If the Hawk was asleep, he was perhaps dreaming—for the Hawk smiled. The chances were just about those few odd thousand to one that MacVightie would guess exactly that way—wrong. Yes, it was an exceedingly neat little web that the Master Spider had spun. If he, the Hawk, were permitted to make a guess, he would guess that the safe would never be found!
His mind reverted to the cipher message. The safe was to be delivered at “five-mile crossing.” Where that was the Hawk did not know—except that it must necessarily be somewhere between the point where the train was held up and Bradley. However, that was a detail with which he need hardly concern himself. Long before this “five-mile crossing” was reached, his vest pocket, if he played in luck, would be very comfortably lined!

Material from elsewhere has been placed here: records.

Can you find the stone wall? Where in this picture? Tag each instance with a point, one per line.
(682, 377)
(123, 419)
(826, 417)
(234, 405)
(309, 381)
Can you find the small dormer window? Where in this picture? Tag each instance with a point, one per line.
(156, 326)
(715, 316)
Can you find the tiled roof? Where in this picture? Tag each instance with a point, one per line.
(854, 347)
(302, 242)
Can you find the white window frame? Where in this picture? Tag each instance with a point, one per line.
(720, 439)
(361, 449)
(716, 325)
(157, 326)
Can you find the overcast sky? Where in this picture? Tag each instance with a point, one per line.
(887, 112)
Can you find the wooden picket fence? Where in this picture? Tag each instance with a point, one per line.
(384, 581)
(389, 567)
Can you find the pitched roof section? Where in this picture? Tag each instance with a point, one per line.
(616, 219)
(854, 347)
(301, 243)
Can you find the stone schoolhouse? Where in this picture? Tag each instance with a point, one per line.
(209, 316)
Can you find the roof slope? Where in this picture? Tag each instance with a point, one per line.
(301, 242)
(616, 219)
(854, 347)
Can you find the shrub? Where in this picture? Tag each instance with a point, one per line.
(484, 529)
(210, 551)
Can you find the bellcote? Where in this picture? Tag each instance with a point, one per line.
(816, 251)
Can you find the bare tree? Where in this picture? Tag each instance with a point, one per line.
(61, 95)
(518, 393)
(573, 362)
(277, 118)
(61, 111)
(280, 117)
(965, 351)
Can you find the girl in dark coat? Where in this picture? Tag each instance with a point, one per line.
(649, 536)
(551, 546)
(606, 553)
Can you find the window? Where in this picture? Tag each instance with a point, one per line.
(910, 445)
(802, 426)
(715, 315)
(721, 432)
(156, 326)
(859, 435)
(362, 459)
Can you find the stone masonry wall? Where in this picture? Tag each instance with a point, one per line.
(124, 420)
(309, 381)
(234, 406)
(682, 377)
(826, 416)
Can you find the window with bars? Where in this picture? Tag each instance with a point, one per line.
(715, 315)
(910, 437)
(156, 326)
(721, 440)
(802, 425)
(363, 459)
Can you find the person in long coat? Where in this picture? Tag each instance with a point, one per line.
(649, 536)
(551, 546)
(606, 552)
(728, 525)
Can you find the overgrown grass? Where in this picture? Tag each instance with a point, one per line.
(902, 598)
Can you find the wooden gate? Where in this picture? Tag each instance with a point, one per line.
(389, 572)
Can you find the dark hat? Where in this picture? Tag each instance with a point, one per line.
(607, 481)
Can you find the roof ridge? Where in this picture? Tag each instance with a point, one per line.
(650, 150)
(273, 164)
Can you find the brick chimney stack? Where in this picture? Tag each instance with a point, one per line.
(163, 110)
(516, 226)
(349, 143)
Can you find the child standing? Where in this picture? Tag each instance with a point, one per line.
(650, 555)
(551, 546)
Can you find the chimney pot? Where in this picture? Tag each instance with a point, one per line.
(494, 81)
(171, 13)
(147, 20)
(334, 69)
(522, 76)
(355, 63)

He would enter the express car as the Fast Mail pulled out of Burke's Siding, trust to certain long and intimate experience to open the safe—and get off the train as it slowed down at the Butcher's very thoughtful request! For the rest, the details—circumstances must govern there. In the main, that would be his plan.
The Hawk “slept” on. Station after station was passed. His mind now dealt in little snatches of thought. There was MacVightie and the police circular; and the search of his room that day; and speculation as to how they had managed to drug the express messenger; and the man with the counterfeit ten-dollar bill in old Mother Barrett's short-order house; and the little old woman herself, with her shabby clothes and her tired, gentle face—and finally the Hawk stirred, glanced at his watch, and, as the train whistled, picked up his magazine and sauntered down the car aisle to the door.

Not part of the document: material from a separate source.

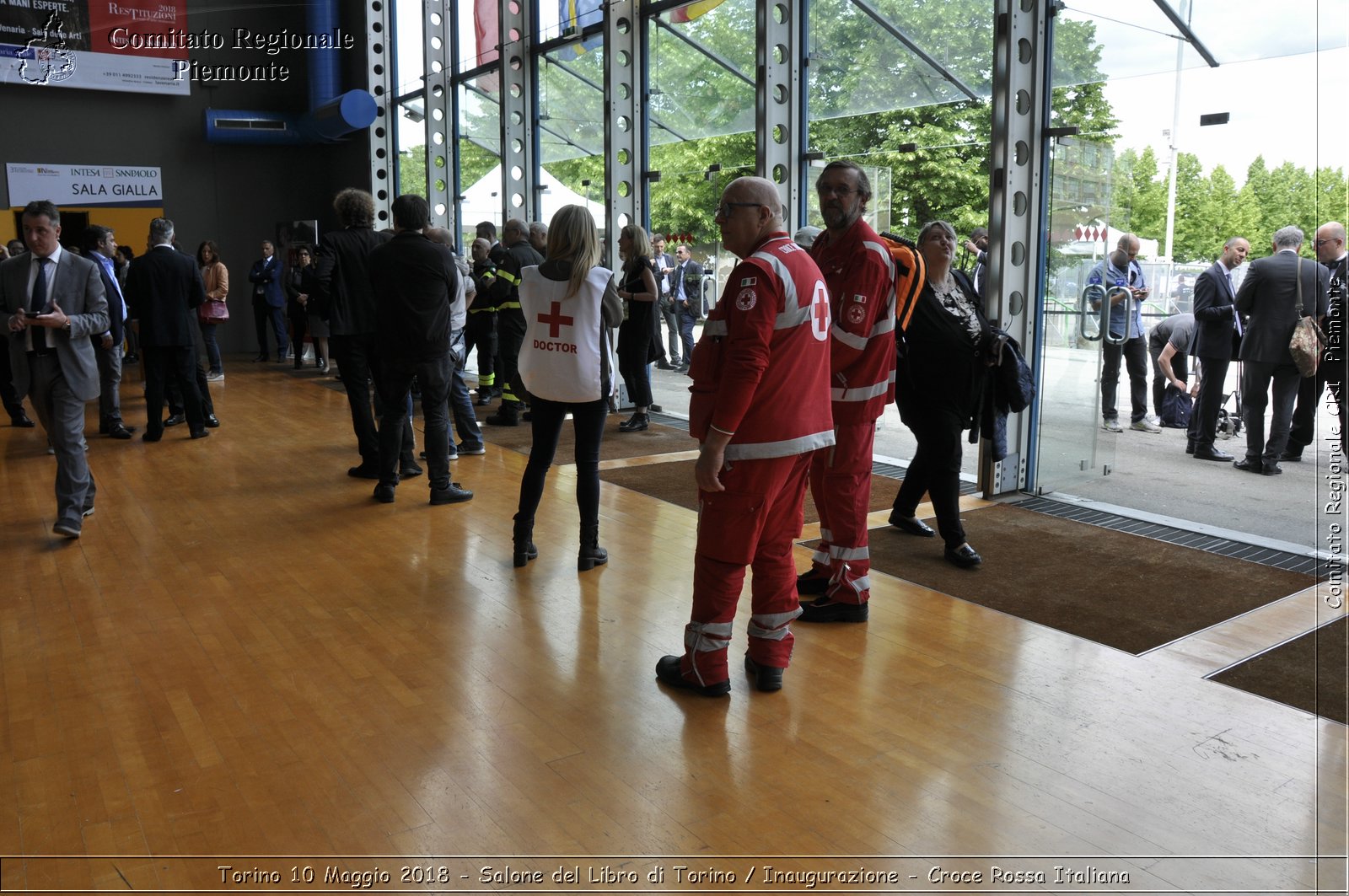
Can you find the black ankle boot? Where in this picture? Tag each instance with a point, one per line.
(591, 554)
(525, 550)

They were approaching Burke's Siding. The Hawk opened the door, went out on the platform, and descended to the lowest step. The train slowed. A water-tank loomed up, receded—and the Hawk dropped to the ground. A minute later, as the tail-lights winked by and came to a stop at the station a short distance down the track, he had made his way back, to the water-tank, crossed to the opposite side of the track, and stretched himself out on the grass in the hollow at the foot of the embankment. The Fast Mail's sole excuse for a stop at Burke's Siding was the water-tank—which would bring the express car to a halt directly in front of the spot where he now lay.
The local pulled out, and racketed away into the night. The tail-lights vanished. Silence fell. There was only the chirping of the insects now, and the strange, queer, indefinable medley of little night-sounds. Burke's Siding was a lonely place. There was a faint yellow gleam from the station windows, and there was the twinkle of the switch lights—no other sign of life. It was pitch black—so black that the Hawk could just barely distinguish the outline of the water-tank across the track.
“It's a nice night,” observed the Hawk pleasantly to himself. “A very nice night! It's strange how some people prefer a moon!”